Поощренное успехом последнего гонца, московское правительство решило снарядить большое посольство в Китай, чтобы уладить споры о русско-китайских границах и тем предотвратить дальнейшие неудовольствия, возникавшие по поводу своевольных казаков, которые вооруженной рукой собирали дани с инородцев, считавшихся подвластными Китаю. Во главе такого посольства был поставлен переводчик Посольского приказа Николай Спафарий.

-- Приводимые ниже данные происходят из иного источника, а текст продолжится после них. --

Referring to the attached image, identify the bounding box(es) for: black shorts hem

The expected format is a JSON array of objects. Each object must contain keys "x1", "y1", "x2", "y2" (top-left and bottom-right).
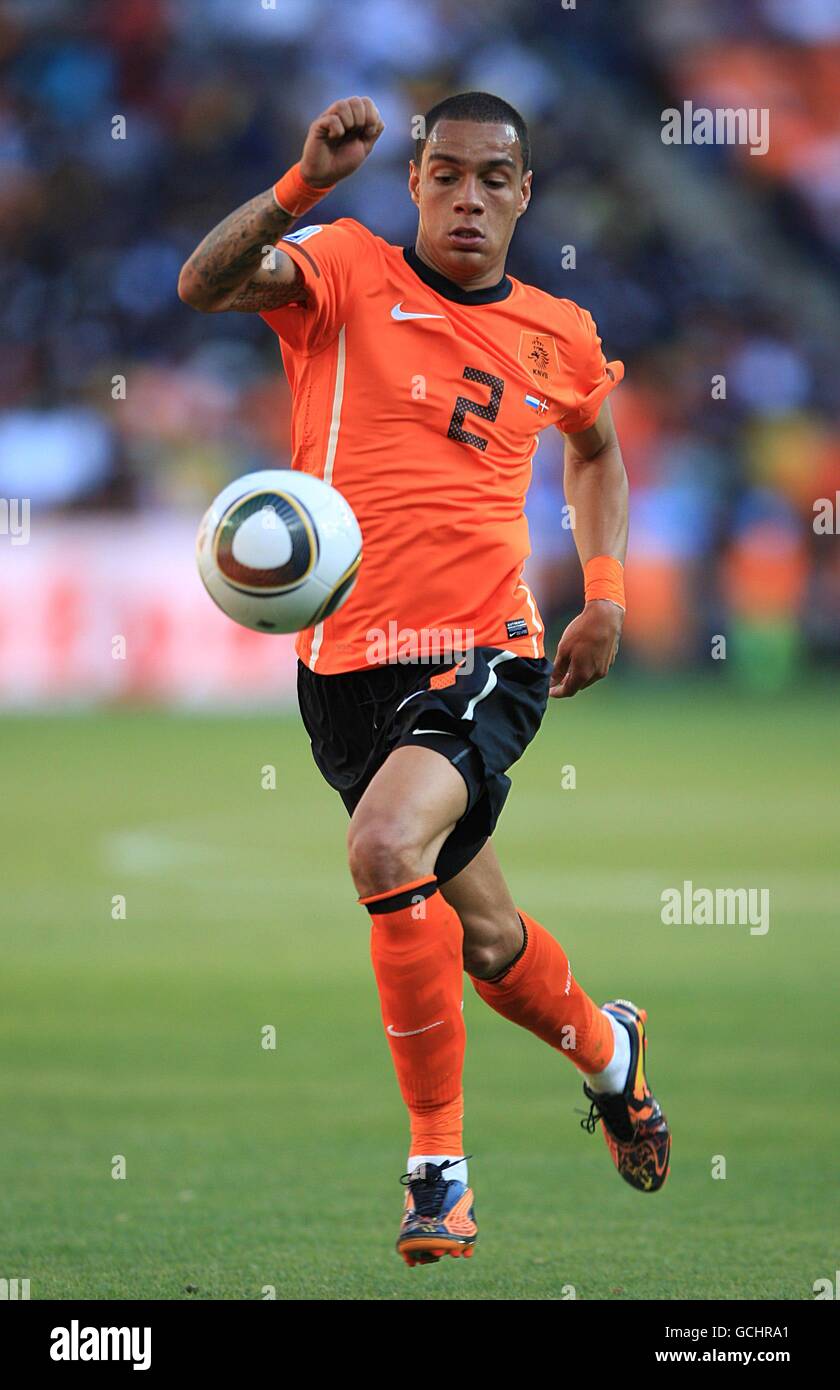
[{"x1": 296, "y1": 647, "x2": 551, "y2": 885}]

Этот Спафарий был ученый грек, долгое время пребывавший в Молдавии и находившийся на службе у молдавского господаря Стефана-Георгия, которому он служил и после его изгнания и был его резидентом при шведском дворе. По смерти господаря Спафарий побывал в Турции, откуда и приехал в Москву в 1671 году с рекомендательными грамотами от иерусалимского патриарха Досифея и греческого драгомана Высокой Порты Панагиота; это были уважаемые в Москве деятели православного Востока, служившие ей сообщением всяких более или менее важных сведений о турецких делах. Московское правительство благосклонно отнеслось к Спафарию и назначило его в Посольский приказ переводчиком языков греческого, латинского и волошского. Этим приказом заведовал тогда А.С. Матвеев, который приблизил к себе ученого переводчика, любил беседовать с ним и поручил ему учить своего сына Андрея по-гречески и по-латыни. Когда же вскоре потом, по настояниям Досифея и Панагиота (и не без участия Спафария), известный латинофрон Паисий Лигарид был удален из Москвы, то его дело, то есть переводы греческих и латинских книг, поручено Спафарию; ему же отдали и самые хоромы, которые занимал Лигарид. Своею усердной книжной деятельностью Спафарий обратил на себя внимание самого Алексея Михайловича, особенно после того, как в 1673 году посвятил ему свой перевод греческого сочинения «Хрисмологион, или Даниила пророка откровение на сон Навуходоносора о четырех монархиях». Естественно поэтому, что выбор чрезвычайного посланника в Китай остановился именно на Спафарии, и тем более, что вместе с дипломатическими делами на него возлагались ученые географические работы по описанию Сибири и ее путей, а также проект торговых сношений с Китаем. Поэтому с ним были отпущены разные астрономические инструменты и компасы, человек, знавший землемерие и умевший писать чертежи, китайский лексикон, описание Китайского государства и так далее. Для подарков богдыхану были посланы с ним соболя и живые кречеты.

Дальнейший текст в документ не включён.